In the recent surrogacy case involving twins where the genetic mother’s sister acted as a surrogate, I was struck by one aspect of the commissioning woman’s argument for recognition as the children’s mother.
Admittedly, a legal team will submit every possible argument on behalf of a client, even peripheral ones, but this one does provide food for thought.
The applicants submitted: “Not recognising CR as the mother has an implication for the [constitutional] right to marry. If in law the twins are the children of the genetic mother they would be first cousins of the children of the sister. Under Irish law one is entitled to marry one’s first cousin. If they’re treated in law as the children of the sister, they could not marry their siblings.”
The chances that these cousins would ever want to marry are presumably virtually non-existent. But even as a thought experiment, it shows that the implications of this judgment go far beyond genetics. Under this ruling, they would be legally entitled to marry, despite the fact that they were carried in the same woman’s womb, and she even provided breast milk.
Splitting of motherhood
Mr Justice Henry Abbott found that the principle mater semper certa est ( the mother is always certain) was no longer relevant given that IVF allows one to split motherhood into two or more parts. However, that principle has been considered important enough to have been widely applied in European law either to ban surrogacy outright (as in Germany, Austria, France, Switzerland, Sweden, Norway, Italy and Bulgaria) or to make surrogacy contracts legally unenforceable (as in the UK).
Simply because science or medicine allows something, does it make it right, or in the best interests of the children? IVF, where the egg and sperm donor are the parents, and the mother carries the baby, is a difficult, stressful, expensive procedure with a high failure rate. However, when all embryos are fully protected and IVF succeeds, it could be argued that all it does is to help nature along.
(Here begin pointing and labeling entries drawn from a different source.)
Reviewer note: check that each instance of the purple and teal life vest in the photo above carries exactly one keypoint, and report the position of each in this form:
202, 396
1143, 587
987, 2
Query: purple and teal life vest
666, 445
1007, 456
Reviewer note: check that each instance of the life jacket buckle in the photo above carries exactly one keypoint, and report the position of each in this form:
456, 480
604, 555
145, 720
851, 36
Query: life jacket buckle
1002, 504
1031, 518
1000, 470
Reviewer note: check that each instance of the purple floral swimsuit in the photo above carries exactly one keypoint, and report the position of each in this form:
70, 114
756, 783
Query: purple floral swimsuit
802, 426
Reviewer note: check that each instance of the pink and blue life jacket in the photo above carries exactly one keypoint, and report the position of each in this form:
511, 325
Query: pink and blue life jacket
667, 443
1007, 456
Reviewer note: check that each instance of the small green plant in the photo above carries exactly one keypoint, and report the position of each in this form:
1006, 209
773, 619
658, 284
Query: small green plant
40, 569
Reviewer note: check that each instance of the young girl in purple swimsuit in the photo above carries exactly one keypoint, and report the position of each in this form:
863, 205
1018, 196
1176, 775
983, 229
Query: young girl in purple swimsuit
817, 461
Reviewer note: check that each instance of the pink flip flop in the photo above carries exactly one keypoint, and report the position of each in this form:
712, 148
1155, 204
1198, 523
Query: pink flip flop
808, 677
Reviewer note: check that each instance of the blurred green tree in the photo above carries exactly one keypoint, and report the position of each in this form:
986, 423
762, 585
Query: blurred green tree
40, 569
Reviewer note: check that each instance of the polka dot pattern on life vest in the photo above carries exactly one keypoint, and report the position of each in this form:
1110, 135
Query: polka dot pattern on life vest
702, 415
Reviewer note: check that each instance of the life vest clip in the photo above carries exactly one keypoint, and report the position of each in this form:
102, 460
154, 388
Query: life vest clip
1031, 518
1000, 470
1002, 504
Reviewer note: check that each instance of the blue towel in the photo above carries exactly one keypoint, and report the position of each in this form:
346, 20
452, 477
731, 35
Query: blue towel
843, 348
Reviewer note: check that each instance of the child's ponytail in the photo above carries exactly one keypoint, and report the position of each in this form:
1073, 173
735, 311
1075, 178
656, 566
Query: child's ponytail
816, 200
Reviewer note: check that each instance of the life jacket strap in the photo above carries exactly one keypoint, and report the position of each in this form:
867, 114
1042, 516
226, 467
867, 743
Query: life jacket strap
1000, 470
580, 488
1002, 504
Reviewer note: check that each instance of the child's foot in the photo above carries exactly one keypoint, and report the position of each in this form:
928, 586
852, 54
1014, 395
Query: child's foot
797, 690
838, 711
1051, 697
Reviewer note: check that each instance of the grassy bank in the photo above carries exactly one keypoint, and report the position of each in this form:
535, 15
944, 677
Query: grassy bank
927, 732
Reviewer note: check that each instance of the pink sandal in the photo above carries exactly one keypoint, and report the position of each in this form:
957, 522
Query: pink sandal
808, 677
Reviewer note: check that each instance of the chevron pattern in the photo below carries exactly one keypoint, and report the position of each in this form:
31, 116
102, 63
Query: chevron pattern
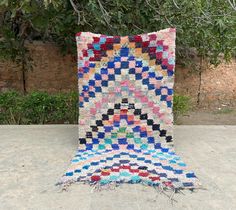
125, 112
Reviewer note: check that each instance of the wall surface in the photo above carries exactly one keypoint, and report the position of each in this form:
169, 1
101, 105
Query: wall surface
53, 72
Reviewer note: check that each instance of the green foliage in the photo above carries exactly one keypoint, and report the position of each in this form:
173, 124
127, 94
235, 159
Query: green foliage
38, 108
205, 28
181, 105
44, 108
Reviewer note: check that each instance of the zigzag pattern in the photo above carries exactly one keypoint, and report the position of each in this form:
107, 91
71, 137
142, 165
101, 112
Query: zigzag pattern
125, 112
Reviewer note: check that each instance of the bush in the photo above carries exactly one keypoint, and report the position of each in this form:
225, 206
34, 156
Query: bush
44, 108
181, 105
38, 108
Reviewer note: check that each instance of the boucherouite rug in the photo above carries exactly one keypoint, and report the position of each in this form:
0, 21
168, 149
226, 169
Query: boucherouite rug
125, 113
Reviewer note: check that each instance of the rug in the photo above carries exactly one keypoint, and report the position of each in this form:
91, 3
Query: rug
125, 112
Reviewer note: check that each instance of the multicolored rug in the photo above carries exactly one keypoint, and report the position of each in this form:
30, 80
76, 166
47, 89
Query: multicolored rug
125, 112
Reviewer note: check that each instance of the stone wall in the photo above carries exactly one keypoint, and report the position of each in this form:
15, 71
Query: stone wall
53, 72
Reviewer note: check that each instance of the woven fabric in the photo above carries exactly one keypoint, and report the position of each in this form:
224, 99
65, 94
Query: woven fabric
125, 112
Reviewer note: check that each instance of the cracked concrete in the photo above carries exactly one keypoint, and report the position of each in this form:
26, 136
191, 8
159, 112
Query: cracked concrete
32, 159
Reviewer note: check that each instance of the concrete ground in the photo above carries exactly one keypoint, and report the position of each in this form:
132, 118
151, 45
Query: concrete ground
32, 159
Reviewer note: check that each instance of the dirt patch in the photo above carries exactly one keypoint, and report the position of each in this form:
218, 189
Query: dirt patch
220, 116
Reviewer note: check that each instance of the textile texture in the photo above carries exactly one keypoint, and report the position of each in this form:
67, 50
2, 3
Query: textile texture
125, 112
Once third parties enter the frame, the situation becomes much more problematic.
Yet on the same day, Judge Abbott also found in favour of a man who was applying to be recognised as a child’s legal father, in a case involving an Indian surrogate mother. In that case, it was the father’s sperm and an anonymous donor egg. Following the judge’s own logic, the legal mother must be the anonymous donor. How will the child’s right to knowledge of this “blood link” be vindicated?
This second, less publicised case also has other far-reaching implications. There are numerous organisations that have grave concerns about “outsourcing” pregnancy to poor women in India, such as the Indian women’s and girls’ advocacy group, the Centre for Social Research. It argues the practice is exploitative and even life-threatening.
In May 2012, Premila Vaghela, a 30-year-old surrogate died in the eighth month of her pregnancy. In another case, Sushma Pandey, just 17, reportedly died after egg-harvesting procedures in Mumbai two years before that.
In a recent US case, a commissioning couple put immense pressure on a surrogate mother to abort when the baby was found to be disabled. The surrogate mother moved 700 miles so she could give birth in a state where she would be recognised as the mother, and gave the baby up for adoption. It then emerged that the commissioning woman had used a donor egg without informing the surrogate mother.
We know from numerous examples – from people brought up in industrial schools who desperately want to trace siblings, to adopted people who want to know the identity of birth parents – that it is vital that people have the right to know the identity of their biological relations.
Joanna Rose is a young woman who was conceived through anonymous sperm donation, a procedure much older than IVF. She forced a change in UK law, which as a result now bans anonymous donation of sperm and eggs, because the courts recognised it was actively harmful to conceal such information from children. Yet Irish fertility clinics continue to offer anonymous donors.
The key principle must be the best interests of the child. In adoption, a child already exists, and needs a family. Bringing a child into existence in a situation where the birth mother is supposed to detach from the child from conception is an experiment with untested outcomes.
Everyone sympathises with infertile couples, but where do we draw the line? Are grandmothers acting as surrogates different from sisters, given that both would have equally altruistic motivations?
We need legislation, but given the minefield that surrogacy opens, on ethical, psychological and legal planes, the best possible outcome for children would be to regularise the situation of already-existing children, and then ban the practice outright, as many of our European neighbours do.